Após a faculdade, Miriam casou-se com um membro de uma família estritamente muçulmana. Mas, por mais que tentasse adaptar-se às rígidas práticas religiosas do islã, ela não conseguia encontrar Deus como muçulmana.
Miriam disse que só entregou a sua vida inteiramente a Jesus depois de ouvir falar do Transform, um curso online oferecido no Irã que apresentava os ensinamentos básicos do cristianismo.
Ela assistia às aulas secretamente por meio de diversas plataformas digitais. E durante uma das aulas, ela entregou sua vida a Cristo. Após sua conversão, o marido de Miriam a pegou um dia assistindo a um pastor do ministério Transform Iran na televisão, e não conseguiu esconder de seu marido a verdade sobre sua fé.

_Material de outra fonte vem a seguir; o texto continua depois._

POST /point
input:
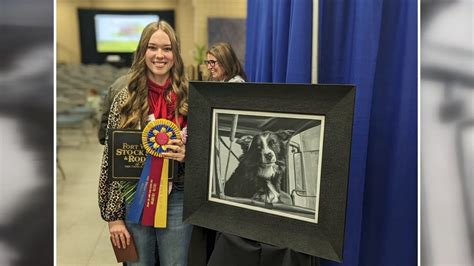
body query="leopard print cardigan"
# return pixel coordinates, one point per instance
(111, 201)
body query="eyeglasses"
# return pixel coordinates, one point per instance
(211, 63)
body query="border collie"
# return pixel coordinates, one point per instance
(261, 168)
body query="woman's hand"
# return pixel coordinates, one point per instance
(176, 150)
(119, 234)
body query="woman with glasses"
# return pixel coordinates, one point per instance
(223, 64)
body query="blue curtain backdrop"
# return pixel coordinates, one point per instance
(372, 44)
(279, 41)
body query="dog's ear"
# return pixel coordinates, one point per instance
(244, 142)
(285, 135)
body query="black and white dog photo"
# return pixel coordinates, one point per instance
(262, 168)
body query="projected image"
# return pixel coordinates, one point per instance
(120, 33)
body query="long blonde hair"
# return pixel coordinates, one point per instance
(226, 57)
(135, 111)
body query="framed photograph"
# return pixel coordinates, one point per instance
(270, 162)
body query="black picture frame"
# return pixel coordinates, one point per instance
(323, 238)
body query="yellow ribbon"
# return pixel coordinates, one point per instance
(162, 204)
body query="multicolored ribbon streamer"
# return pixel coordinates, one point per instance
(151, 198)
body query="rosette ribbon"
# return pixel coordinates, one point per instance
(150, 203)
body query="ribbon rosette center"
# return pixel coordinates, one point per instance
(157, 134)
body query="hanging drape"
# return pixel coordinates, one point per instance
(372, 44)
(279, 41)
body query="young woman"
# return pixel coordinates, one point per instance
(157, 88)
(223, 64)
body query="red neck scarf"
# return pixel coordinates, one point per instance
(158, 104)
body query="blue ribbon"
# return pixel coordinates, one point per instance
(136, 207)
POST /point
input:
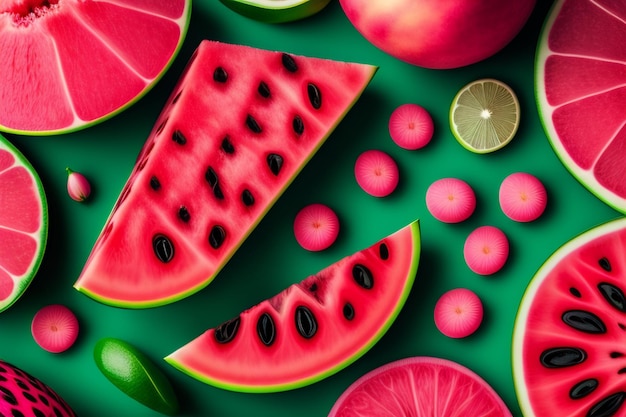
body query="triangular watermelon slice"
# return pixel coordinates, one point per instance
(239, 126)
(313, 328)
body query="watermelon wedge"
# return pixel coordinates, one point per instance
(313, 328)
(581, 92)
(23, 223)
(239, 126)
(569, 355)
(69, 64)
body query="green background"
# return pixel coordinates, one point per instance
(270, 259)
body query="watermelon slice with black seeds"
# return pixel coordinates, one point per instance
(313, 328)
(239, 126)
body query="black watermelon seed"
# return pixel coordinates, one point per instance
(178, 137)
(363, 276)
(275, 162)
(584, 321)
(247, 198)
(155, 184)
(315, 95)
(583, 388)
(217, 236)
(227, 145)
(289, 63)
(614, 296)
(163, 248)
(575, 292)
(253, 125)
(348, 311)
(183, 214)
(562, 357)
(607, 406)
(266, 329)
(305, 322)
(298, 125)
(226, 331)
(383, 251)
(264, 90)
(605, 264)
(220, 75)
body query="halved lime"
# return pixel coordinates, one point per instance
(484, 115)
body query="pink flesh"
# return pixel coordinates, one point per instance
(420, 386)
(246, 363)
(548, 388)
(20, 216)
(206, 112)
(86, 60)
(584, 81)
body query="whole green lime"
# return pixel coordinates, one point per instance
(135, 374)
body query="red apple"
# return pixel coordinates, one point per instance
(439, 33)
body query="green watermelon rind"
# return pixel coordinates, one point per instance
(185, 19)
(206, 282)
(585, 178)
(282, 12)
(537, 280)
(28, 276)
(378, 334)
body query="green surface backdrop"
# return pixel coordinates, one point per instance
(270, 259)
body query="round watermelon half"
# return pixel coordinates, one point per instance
(23, 223)
(313, 328)
(420, 386)
(569, 355)
(68, 64)
(581, 93)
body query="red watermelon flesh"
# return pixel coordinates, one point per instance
(581, 92)
(569, 355)
(68, 64)
(240, 125)
(313, 328)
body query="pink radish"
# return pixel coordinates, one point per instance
(376, 173)
(450, 200)
(486, 250)
(523, 197)
(458, 313)
(411, 126)
(316, 227)
(55, 328)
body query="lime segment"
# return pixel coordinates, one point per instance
(484, 115)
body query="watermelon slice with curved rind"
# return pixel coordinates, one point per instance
(581, 92)
(313, 328)
(570, 332)
(240, 125)
(23, 223)
(68, 64)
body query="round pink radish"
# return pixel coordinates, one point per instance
(316, 227)
(523, 197)
(458, 313)
(376, 173)
(55, 328)
(411, 126)
(450, 200)
(486, 250)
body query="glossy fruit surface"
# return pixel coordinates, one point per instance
(439, 34)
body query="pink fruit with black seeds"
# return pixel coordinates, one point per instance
(22, 394)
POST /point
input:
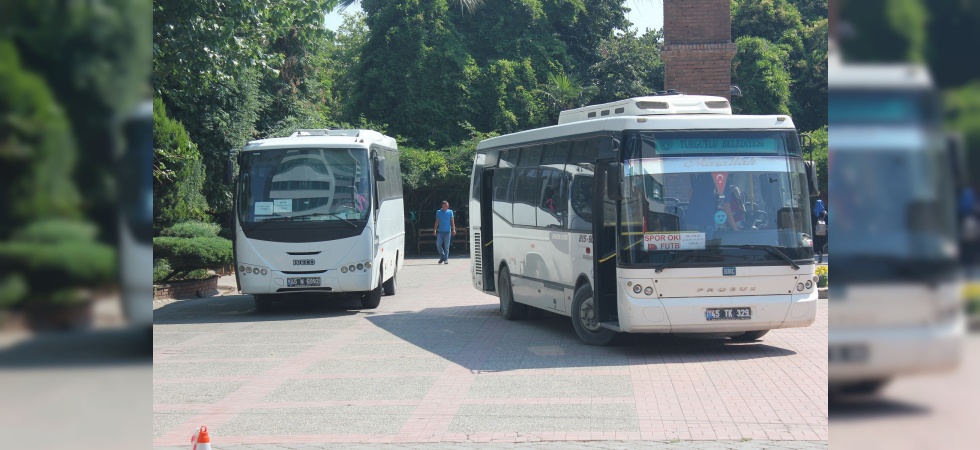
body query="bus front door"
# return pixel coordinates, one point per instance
(604, 249)
(486, 230)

“Pela graça de Deus, ele não ficou zangado. Ele disse: ‘Sei que você é uma mulher séria e se isso é importante para você, está tudo bem'”, lembrou Miriam, acrescentando que ele começou a assistir as aulas com ela e muitos meses depois também se entregou a Cristo.
Antes da conversão de seu marido, o pastor da Transform Iran perguntou-lhe se ela se envolveria na tradução da Bíblia por causa de sua experiência em um dialeto local, e ela aceitou a missão mesmo com o risco inerente de morte:
“Não estamos autorizados a estudar nossas línguas maternas nas escolas públicas iranianas. Esta é uma limitação para o nosso povo. Tenho esta especialidade e experiência linguística, este conhecimento para poder ajudar o meu próprio povo. Pessoas como a minha mãe podem ler este livro”, explicou Míriam.
“Tenho uma Bíblia em farsi e posso lê-la. Mas não consigo entender os conceitos mais complicados dela porque o farsi não é minha língua materna. Não consegui estabelecer uma relação com a Bíblia em farsi. Sou muito fluente em farsi. Estudei muito e tive ótimos professores. Mesmo assim, não consigo estabelecer uma relação com a Bíblia em farsi”, reiterou.
“E quanto a outras pessoas que não têm minhas vantagens educacionais? Minha família e amigos? Ter o Evangelho na linguagem do meu coração torna muito mais fácil falar com minha família sobre Jesus. Eles podem entendê-Lo e aceitá-Lo facilmente”, concluiu.
‘Jesus me alimentou’
Outra tradutora da Bíblia iraniana que usa o pseudônimo Stella entregou-se a Jesus após perder o marido para um câncer. Ela ficou sozinha com o filho, e encontrou paz e esperança em Deus.
“Deus me ajudou. O nome de Jesus Cristo estava em minha vida. Eu não precisava de ninguém. Jesus me alimentou, me vestiu e me deu paz”, disse ela, que aprendeu sobre a fé cristã lendo a Bíblia traduzida para o persa, o que a permitiu compreender que o cristianismo é um relacionamento com Deus.
“Quando eu era uma nova convertida, pensava: ‘OK, vou simplesmente mudar de religião’. Mas, quando conheci o Espírito Santo, entendi que isso é um relacionamento, não uma religião”, disse ela, que atualmente trabalha para traduzir a Bíblia para sua língua materna.
Ao longo de cinco anos, ela trabalhou para traduzir e contou com a revisão de sua família. Agora ela integra um grupo maior de tradução, o que permite um grau de organização maior e resultados mais rápidos.
“Eu amo minha língua materna. Estou contando a poesia; escrevo o contexto. Eu escrevo a frase. Eu gravo. […] Eu sei que tudo isso é obra de Deus para nós. Deus quer que façamos isso. […] Eu fico pensando na minha mãe, no meu pai, na minha infância. E em todos que não têm isso agora. Quero muito levar Deus para minha cidade e para o meu povo”, concluiu.